Teresa Perrotta (soprano: “Dis-moi que je suis belle” in the first half; “Non più di fiori” in the second.) The range extremes displayed here–from Thais’s high D to Vitellia’s low G–seemed designed to impress, and indeed they did: both notes were secure and well-projected, and sounded well within her comfort zone. More impressive to me, though, was the dramatic commitment and sense of musical style displayed in the two arias. Perrotta’s soprano is, to my ear, more lyric than spinto, at least at this point. But it’s a full and lustrous sound, and the musical imagination is considerable. Perrotta would have been one of my two top picks, and I look forward to hearing more from her.

Sarah Saturnino (mezzo-soprano: “O don fatale” in the first half; “Amours, viens aider” in the second). For me, a case where one aria was noticeably stronger than the other.
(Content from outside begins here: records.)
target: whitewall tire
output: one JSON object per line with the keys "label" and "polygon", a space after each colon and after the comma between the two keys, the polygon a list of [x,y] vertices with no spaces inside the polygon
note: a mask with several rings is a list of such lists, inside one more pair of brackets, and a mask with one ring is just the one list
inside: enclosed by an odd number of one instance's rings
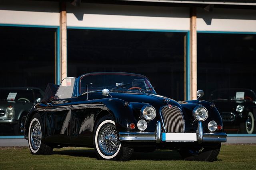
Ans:
{"label": "whitewall tire", "polygon": [[32,154],[50,154],[53,148],[42,142],[42,120],[38,113],[32,117],[28,129],[28,146]]}
{"label": "whitewall tire", "polygon": [[116,124],[108,115],[100,118],[94,133],[94,145],[98,158],[100,159],[127,160],[133,149],[122,146]]}

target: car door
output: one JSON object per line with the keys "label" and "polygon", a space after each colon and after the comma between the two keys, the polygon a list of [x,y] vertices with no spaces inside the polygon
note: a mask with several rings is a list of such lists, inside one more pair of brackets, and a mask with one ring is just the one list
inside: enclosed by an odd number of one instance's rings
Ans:
{"label": "car door", "polygon": [[64,79],[54,99],[46,109],[46,142],[70,144],[71,106],[76,78]]}

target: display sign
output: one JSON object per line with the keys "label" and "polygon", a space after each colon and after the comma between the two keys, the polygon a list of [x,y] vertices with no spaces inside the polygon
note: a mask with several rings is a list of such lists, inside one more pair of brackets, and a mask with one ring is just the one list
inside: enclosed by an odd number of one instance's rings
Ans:
{"label": "display sign", "polygon": [[244,99],[244,92],[237,92],[236,94],[236,99],[243,100]]}
{"label": "display sign", "polygon": [[17,95],[17,93],[9,93],[8,96],[7,97],[7,100],[14,100]]}

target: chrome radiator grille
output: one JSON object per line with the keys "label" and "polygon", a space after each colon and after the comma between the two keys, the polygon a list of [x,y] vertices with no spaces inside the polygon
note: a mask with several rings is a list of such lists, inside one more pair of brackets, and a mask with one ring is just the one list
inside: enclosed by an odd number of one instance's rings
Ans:
{"label": "chrome radiator grille", "polygon": [[185,131],[185,121],[183,114],[180,109],[177,106],[172,106],[171,108],[164,106],[160,109],[164,124],[167,133],[182,133]]}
Saturnino’s barn–raising Don Carlo aria–rock-solid at both ends of the scale, and excitingly theatrical–struck me as the clear winner. After intermission, her Samson et Dalila scene  was certainly well sung, but that aria wants a luxurious middle-range that isn’t quite there. (I wonder if she’ll eventually evolve into a spinto or dramatic soprano?) Still, Saturnino is definitely on my radar.

Natalie Lewis (mezzo-soprano: “Iris, Hence Away” in the first half; “Acerba volutta” in the second). Here was all the tonal density and richness that I would want in Dalila. Lewis also had what for me is the rarest and most precious of qualities in a singer: an individual imprint of sound and personality that distinguishes her as an artist: a “star sound,” if you will. I also love that she took a risk with the Semele aria: I imagine 19th Century opera, rather than Handel, will be her central repertoire, but she dispatched it with a sense of style and executed the ornaments skilfully. But it was in the Adriana where she really came into her own–gorgeous tone, especially in the low-lying phrases. Initially, Lewis struggled a bit to project fully into the space, and words weren’t always ideally clear. But this is a blue-chip talent, of whom great things should legitimately be expected.

As for the others–tenors Yuntang Han and Sahel Salam, and baritones Eleomar Cuello and David Wolfe–all of them show promise, and I expect will have successful careers. Cuello, who really ripped into “Cruda, funesta, smania,”, and shows both glamor and temperament, would have made my top list; frankly, Wohlgemuth would not have. But of course, time will tell.

I should also give a shout-out to Latonia Moore. As the event host, she was chatty, charming, and adorably down to earth. Later, singing Tatiana’s Letter Scene to entertain the audience as the deliberations went on (a good idea!), she was occasionally tested by the higher and more exposed writing and a bit too grand for the character, but she was often ravishing and very emotionally connected to this fabulous scene. Michele Gamba conducted; he and the Met Orchestra in fine form did very well across an enormous range of styles.